The impact of the war on those who have to fight it (as opposed to those chickenhawks who sent them there to fight for lies) has led many Veterans to run for office as Democrats. Several of them won or are still in recounts. Here is a list of Veterans who are newly elected as Democrats to Congress (from the DNC website):
IL-17: Phil Hare
Phil Hare joined the United States Army Reserve where he served his country for six years. Simultaneously, he went to work at a clothing factory, where Hare served as President of his union. Hare became Congressman Evans' District Director when Evans was elected, serving in the position for 24 years.

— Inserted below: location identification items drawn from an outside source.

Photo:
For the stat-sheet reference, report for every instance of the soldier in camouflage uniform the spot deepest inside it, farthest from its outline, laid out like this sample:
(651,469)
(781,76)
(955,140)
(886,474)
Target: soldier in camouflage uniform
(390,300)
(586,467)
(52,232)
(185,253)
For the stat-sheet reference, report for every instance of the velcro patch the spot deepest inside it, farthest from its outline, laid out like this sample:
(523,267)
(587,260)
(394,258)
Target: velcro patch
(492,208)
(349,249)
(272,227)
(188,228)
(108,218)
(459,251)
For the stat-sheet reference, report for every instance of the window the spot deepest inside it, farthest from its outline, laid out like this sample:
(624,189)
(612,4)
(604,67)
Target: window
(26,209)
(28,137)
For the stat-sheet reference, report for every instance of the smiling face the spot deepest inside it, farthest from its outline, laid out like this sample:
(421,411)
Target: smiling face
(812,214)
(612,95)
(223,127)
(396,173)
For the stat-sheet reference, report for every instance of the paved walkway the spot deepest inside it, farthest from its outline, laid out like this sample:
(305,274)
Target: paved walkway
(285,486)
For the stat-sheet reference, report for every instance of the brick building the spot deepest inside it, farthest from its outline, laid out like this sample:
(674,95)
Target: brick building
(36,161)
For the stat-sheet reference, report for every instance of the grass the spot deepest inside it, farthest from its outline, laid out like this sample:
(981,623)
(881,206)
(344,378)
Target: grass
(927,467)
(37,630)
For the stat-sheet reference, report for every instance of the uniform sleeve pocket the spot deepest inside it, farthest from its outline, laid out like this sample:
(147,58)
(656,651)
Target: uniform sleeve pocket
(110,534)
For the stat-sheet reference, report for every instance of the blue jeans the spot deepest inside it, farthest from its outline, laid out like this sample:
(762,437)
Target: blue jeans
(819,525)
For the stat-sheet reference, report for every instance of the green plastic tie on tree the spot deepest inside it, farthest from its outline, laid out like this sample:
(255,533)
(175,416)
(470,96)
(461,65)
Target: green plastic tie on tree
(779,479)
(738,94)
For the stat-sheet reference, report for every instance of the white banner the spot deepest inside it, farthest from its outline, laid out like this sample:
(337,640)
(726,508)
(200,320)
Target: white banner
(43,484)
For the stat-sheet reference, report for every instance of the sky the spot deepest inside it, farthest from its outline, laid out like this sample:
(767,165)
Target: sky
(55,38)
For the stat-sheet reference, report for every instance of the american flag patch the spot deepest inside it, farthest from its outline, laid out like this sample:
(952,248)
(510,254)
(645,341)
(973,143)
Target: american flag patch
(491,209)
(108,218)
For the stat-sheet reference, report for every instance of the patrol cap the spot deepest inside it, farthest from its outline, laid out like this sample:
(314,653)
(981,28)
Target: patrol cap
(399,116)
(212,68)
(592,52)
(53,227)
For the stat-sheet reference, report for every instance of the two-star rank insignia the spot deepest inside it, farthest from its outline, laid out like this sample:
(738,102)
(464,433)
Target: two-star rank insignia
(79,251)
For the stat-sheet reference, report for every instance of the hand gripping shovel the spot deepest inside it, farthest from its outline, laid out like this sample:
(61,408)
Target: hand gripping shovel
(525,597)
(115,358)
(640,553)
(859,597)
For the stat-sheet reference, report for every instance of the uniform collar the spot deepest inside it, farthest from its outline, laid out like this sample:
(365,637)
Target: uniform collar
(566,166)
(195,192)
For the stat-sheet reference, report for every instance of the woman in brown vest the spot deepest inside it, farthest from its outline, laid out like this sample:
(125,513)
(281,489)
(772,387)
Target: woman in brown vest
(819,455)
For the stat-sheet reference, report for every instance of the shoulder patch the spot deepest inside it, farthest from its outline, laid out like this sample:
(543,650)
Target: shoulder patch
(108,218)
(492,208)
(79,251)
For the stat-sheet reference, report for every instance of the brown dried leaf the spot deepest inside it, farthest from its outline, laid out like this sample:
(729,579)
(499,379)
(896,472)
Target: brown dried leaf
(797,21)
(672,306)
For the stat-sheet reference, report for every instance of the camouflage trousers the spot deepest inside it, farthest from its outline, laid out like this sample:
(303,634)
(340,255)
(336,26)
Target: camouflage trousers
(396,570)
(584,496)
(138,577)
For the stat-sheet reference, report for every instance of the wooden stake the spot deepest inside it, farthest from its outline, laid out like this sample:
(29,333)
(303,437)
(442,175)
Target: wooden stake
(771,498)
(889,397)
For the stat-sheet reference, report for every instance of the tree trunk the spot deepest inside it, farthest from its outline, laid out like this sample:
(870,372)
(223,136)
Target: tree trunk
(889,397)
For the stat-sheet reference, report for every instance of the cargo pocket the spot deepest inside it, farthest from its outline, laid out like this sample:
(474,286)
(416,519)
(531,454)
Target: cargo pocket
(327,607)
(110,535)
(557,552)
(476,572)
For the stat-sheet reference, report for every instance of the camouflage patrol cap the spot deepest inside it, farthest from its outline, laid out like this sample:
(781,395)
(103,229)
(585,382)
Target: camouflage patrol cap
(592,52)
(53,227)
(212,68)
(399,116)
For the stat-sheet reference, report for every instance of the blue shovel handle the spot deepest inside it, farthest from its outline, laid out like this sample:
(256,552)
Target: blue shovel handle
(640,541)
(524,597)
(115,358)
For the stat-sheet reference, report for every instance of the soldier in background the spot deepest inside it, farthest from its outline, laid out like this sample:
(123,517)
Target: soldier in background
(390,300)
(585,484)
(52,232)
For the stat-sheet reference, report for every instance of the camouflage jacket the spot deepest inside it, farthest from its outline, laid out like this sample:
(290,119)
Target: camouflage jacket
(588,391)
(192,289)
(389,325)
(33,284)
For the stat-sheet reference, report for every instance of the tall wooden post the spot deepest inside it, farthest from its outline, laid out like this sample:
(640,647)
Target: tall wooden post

After Evans retired, Hare decided to run for Evans' seat when he announced he was retiring.
MN-1: Tim Walz
At the age of seventeen, Tim enlisted in the Army National Guard retiring in 2005 after twenty-four years of service that included overseas duty with his battalion in support of Operation Enduring Freedom. In addition to military service, Tim taught overseas in China for Harvard University and developed a program of cooperation between American and Chinese students through a scholarship funding American students to travel and study in China – a program that continues to this day. Walz also established a small business called Educational Travel Adventures, Inc.
PA-7: Joe Sestak
In January, Navy Vice Admiral Joe Sestak retired after 31 years of service to run for Congress in Pennsylvania's 7th Congressional District against Republican incumbent Curt Weldon. Sestak's impressive resume includes service as the Director of the Navy Quadrennial Defense Review, Director of Defense Policy on the National Security Council staff at the Whie House, and has a Ph.D. in Political Economy and Government from Harvard. Sestak's campaign for Congress burst on to the national scene on successive days in early April. First Sestak announced that his campaign had raised an impressive $420,000 in the first sixty days after kicking off the effort. The next day, his opponent Curt Weldon "tried to score political points on a residency issue" suggesting "to a Washington newspaper that Sestak should have sent his daughter [being treated for a malignant brain tumor] to a hospital in Pennsylvania or Delaware." [Philadelphia Daily News - 4/6/05]
PA-10: Chris Carney
A Lieutenant Commander in the United States Naval Reserve, Chris Carney served multiple tours overseas and was activated for Pperation Enduring Freedom, Noble Eagle, and Southern Watch. After 9/11, Chris served at the Pentagon as an intelligence analyst and senior advisor on intelligence and counterterrorism issues. Chris coordinated counterterrorism activities in the Middle East and later worked on the integration of national-level intelligence products in the effort to destroy international terrorist networks. Chris is currently an Associate Professor at Penn State teaching courses in U.S. Foreign Policy, American Government, and U.S. Security Policy.
VA-Senate: Jim Webb
Jim Webb's illustrious military career began as a cadet at the U.S. Naval Academy. Out of the 841 cadets in Jim's graduating class, only he and seventeen other people chose a commission in the United states Marine Corps. After a tour of duty in Vietnam and serving on the immediate staff of the Secretary of the Navy, Webb moved on to his next achievement, a law degree from Georgetown University. Still dedicated to his life of service, Webb did six years of pro bono work for Marine convicted of a war crime in Vietnam until the conviction was overturned. Ready to face his next challenge, Webb wants to represent the people of Virginia in the U.S. Senate.
Others are in as yet undecided races. Welcome to these new Fighting Dems who are ready to go up against the chickenhawk Republicans of the Bush Administration.